While I love our favorite local spots, I also really enjoy the opportunity to try riding new places, whether they’re local or not. So when someone proposed this spot for a recent group ride, I was definitely onboard. And Jim’s son was right about this place – it has some pretty cool features and lines for trials!
Healthy Rider Turnout
The ride started out with just Jim, Tony, and me, but others trickled in as well: Scott, Dan, and Ryan. This season’s rider turnout at the group rides has been smaller than recent years, so it was good to get this many riders. What I didn’t realize initially is that Jim’s son and brother actually came along as well – but to play disc golf, not ride bikes.
Jim, Tony and I spent a good deal of time warming up with some lines up and over a single boulder. I ended up making a whole video of just that, actually, because I liked watching the three of us demonstrating different skills and styles. And of course we had fun goofing and joking around together as well – a hallmark of our group ride dynamic.
Even More Rocks!
After spending some time riding rocks near the first “tee” of the disc golf course (and Dan fixing a pinch flat he got about 2 seconds into the ride), we headed into the woods to try out some other spots.
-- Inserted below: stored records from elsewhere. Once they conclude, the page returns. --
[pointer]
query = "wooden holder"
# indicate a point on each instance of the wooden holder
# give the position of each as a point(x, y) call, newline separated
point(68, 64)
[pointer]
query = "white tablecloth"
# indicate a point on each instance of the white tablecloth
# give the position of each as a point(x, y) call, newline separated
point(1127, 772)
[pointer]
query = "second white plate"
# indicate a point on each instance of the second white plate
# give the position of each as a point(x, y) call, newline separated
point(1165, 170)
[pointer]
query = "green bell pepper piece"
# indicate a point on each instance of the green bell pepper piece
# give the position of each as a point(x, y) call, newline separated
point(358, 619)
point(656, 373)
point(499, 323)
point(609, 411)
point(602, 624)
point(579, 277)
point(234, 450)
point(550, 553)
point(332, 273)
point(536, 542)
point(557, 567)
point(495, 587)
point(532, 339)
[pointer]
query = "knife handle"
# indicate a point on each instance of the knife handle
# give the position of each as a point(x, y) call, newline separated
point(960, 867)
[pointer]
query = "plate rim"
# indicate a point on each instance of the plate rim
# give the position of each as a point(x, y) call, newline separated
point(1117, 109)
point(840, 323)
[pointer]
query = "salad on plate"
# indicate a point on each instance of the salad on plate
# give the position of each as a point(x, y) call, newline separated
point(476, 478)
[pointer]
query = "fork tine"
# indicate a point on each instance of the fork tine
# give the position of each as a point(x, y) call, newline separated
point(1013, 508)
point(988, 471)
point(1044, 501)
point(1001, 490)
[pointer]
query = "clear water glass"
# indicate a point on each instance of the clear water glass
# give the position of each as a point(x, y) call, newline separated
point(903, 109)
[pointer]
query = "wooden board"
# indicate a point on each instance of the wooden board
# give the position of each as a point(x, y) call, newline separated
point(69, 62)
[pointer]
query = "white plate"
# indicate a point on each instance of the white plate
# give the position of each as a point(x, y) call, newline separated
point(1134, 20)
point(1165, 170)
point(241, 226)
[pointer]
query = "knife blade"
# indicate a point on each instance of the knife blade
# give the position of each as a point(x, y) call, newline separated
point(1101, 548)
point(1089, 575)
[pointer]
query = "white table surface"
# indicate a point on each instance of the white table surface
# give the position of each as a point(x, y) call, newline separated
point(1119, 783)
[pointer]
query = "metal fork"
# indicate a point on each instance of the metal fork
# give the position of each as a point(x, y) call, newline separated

I did more filming and riding this week. Not sure why, but I wasn’t totally “feeling it”. Plus, the other riders were doing some cool stuff I didn’t want to miss capturing on video.
In the woods, there were significantly more rocks than at the park entrance. In addition to a good sized boulder field, with (relatively) low consequence heights, there was also a gap line across the creek and a variety of other rocky lines. With the variety of terrain and obstacle types, it was interesting to watch each of the different riders choose lines that played to their strengths.
Respect The Public When You Ride
While we rode this location, we were sensitive to the fact that this was a disc golf course, with multiple groups playing that afternoon. We were on their turf, not the other way around. So we maintained awareness. Each time a group of players came through, we acknowledged them, stopped riding, and watched them throw. Additionally, we watched where their discs landed to help the players locate them, which they appreciated. It’s important to have this attitude when we ride so that the non-trials public accepts us (worst case) and wants having us around (best case).